British journalist and broadcaster

Richard Mackney is an English journalist and broadcaster, probably best known as a reporter on ITV breakfast show, GMTV.

==Background==
Mackney was born in April 1971 in Emsworth, Hampshire. He was educated at De La Salle College in Jersey, St Boniface's College in Plymouth, and studied law at the University of Birmingham.

==Career==
Richard Mackney began his broadcasting career in 1996 in Bristol as a video-journalist and presenter at 24-hour cable news station, Channel One Television, which was owned by Associated Newspapers. A year later he joined BBC South in Southampton as a reporter and presenter.

In 1998 he became a correspondent for ITV breakfast show, GMTV, specialising in the ‘lighter’ news stories of the day. He went freelance in 2000 and continued to make occasional appearances on GMTV as well as presenting Gagging For It, a comedy ‘gong’ show on ITV2, and a weekly movies show on Sky Movies.
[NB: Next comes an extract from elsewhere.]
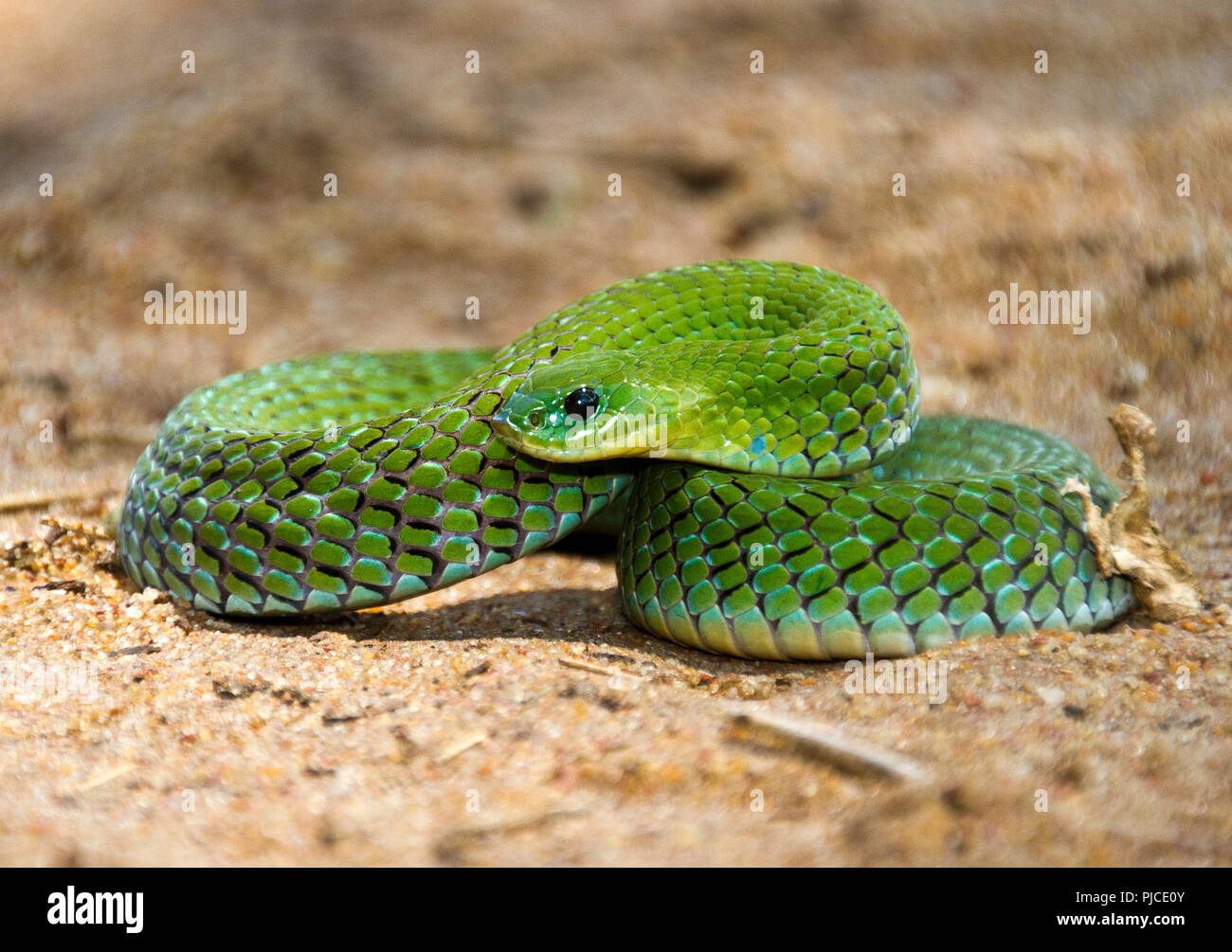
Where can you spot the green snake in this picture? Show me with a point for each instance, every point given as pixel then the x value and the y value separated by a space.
pixel 752 425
Along with Claudia Winkleman and Keith Duffy, Mackney was a reporter on ITV1’s short-lived celebrity news show, Celebrity!, hosted by Andi Peters and Penny Smith, and in 2003 became the roving reporter on BBC Three’s live, weekly celebrity stock exchange show, Celebdaq, presented by Paddy O'Connell.

In 2004 he became an entertainment reporter for E! Entertainment, covering UK movie premieres and, in 2005, was a regular stand-in presenter on London’s LBC 97.3, filling in for Paul Ross and Iain Lee, among others.
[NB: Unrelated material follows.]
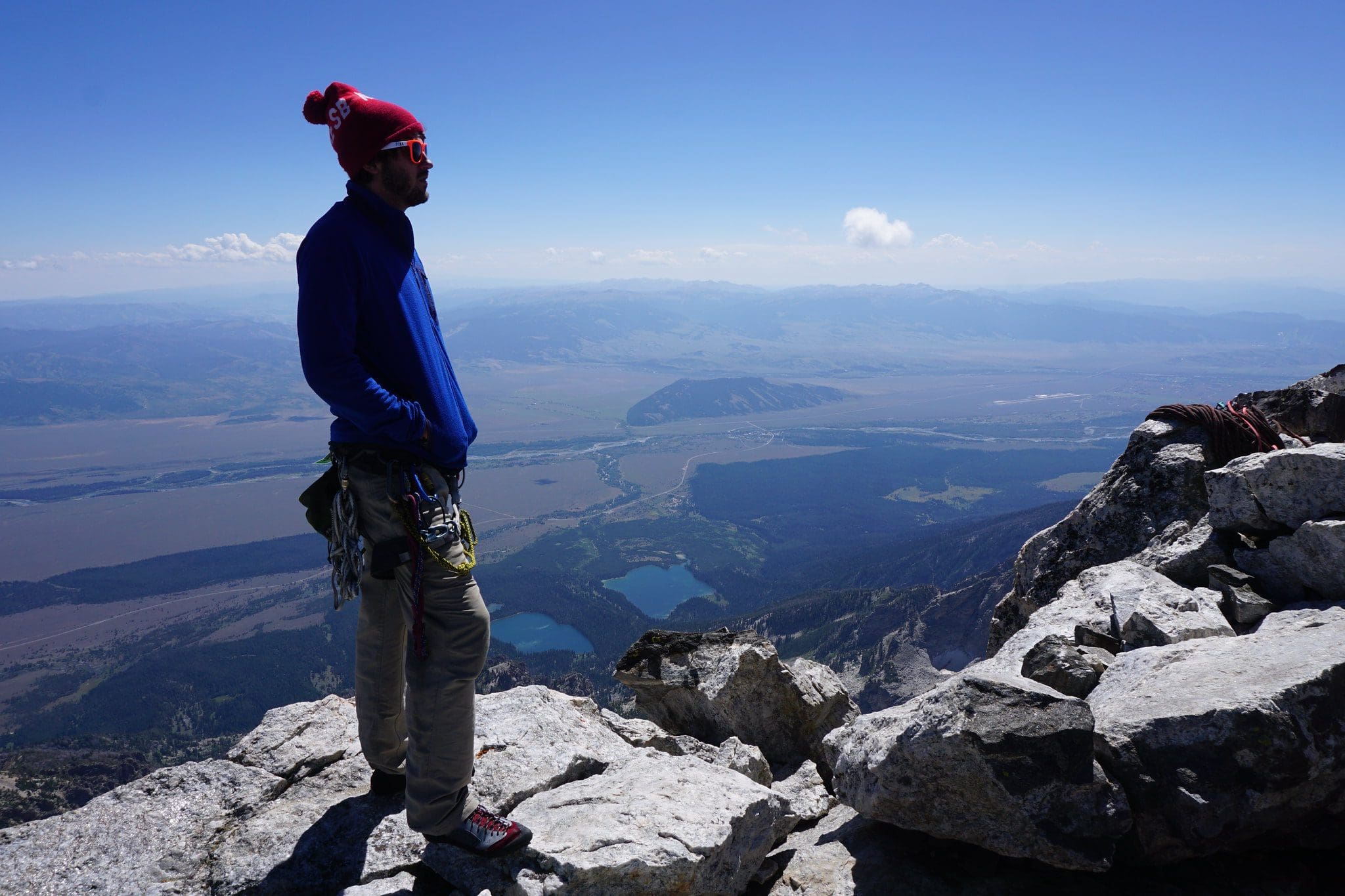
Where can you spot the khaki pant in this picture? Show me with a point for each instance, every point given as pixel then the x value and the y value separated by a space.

He helped launch edfest.tv, an online TV channel covering the Edinburgh Festival, and, in 2008, co-presented a weekly, Saturday morning breakfast show on LBC.

In 2010 he appeared on Family Fortunes on ITV1 as part of Penny Smith’s team and, in 2011, provided the voice-over for Saturday morning BBC show, Dick and Dom's Funny Business.

Mackney now mainly works as a freelance writer and producer.

He is the co-author of Get A Life: His & Hers Survival Guide To IVF', published by Orion Publishing Group in 2015.